CRISPRi-DR

CRISPRi-DR is designed to analyze CRISPRi libraries from CGI experiments and identify significant CGIs ie genes that affect sensitivity to the drug when depleted. [REF: TBA]

Workflow

Starting with fastq files, barcode counts are extracted. The user creates their own metadata file, for the counts. Fractional abundances are and used to run the CRISPRi-DR model. The output of this model is a file that lists genes with their statistacal parameters and significance. Genes with significant interactions are those with qval of condetration dependence < 0.05 and |Z score of concentration dpendence|>2 on the slope coefficient. However, genes can be ranked by depletion by sorting the coefficient of concentration dependence in ascending order

Alternative text

Preprocessing: Fastq to Count Files

This is a longer process, taking a few minutes each.

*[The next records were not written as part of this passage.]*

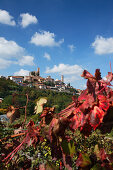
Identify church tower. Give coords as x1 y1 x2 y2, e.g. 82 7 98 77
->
37 67 40 76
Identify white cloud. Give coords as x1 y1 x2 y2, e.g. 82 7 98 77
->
68 44 76 52
18 56 34 66
30 31 64 47
46 64 83 76
0 58 12 69
0 37 34 69
14 69 29 76
20 13 38 28
44 53 51 60
0 9 16 26
0 37 24 58
91 36 113 55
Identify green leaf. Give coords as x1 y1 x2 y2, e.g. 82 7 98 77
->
45 161 59 170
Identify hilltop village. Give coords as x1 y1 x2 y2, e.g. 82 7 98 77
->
8 68 76 93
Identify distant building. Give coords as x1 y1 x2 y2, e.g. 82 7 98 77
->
8 76 24 84
45 76 55 83
61 75 64 83
0 98 3 103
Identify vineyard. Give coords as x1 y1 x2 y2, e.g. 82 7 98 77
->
0 69 113 170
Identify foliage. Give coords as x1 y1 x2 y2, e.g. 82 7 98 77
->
0 69 113 170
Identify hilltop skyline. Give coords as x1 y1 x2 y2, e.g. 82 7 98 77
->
0 0 113 89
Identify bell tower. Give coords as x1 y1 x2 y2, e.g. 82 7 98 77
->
37 67 40 76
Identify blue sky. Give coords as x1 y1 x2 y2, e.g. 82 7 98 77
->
0 0 113 89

However, the number of reads processed is printed to the console to indicate progress.

> python3 ../src/transit.py CGI extract_counts <fastq_file> <ids_file> > <counts_file>
  • ids_fileList of sgRNAs used in the experiment, where each row is one sgRNA id.
    • For H37Rv experiments, the ids file is available in : transit/src/pytransit/data/CGI/IDs.H37Rv.CRISPRi.lib.txt

Step 1: Combine Individual Counts File to a Combined Counts File This is a fairly fast process. It takes at most a minute for the combination of 12 files with 2 columns (sgRNA id and counts) to one large file of 13 columns (first column sgRNA id and remaining columns are counts from the files entered).

> python3 ../src/transit.py CGI combined_counts <comma seperated headers> <counts file 1> <counts file 2>  ... <counts_file n> > <combined counts file>
  • counts files : sgRNA ids as their first column, and can have any number of columns.

  • comma-separated headers: the column names of the combined counts file

    Note

    the comma-seperated headers must be in order of the columns in the count files(s) provided

Step 2: Extract Fractional Abundances

This is a relatively quick process, taking less than a minute. This step is to turn the barcodes counts into relative normalized abundances. Counts are normalized within samples and calculated relative to the abundances in the uninduced ATC file, essentially fractions. The first few lines of the output file contains information about the counts files processed.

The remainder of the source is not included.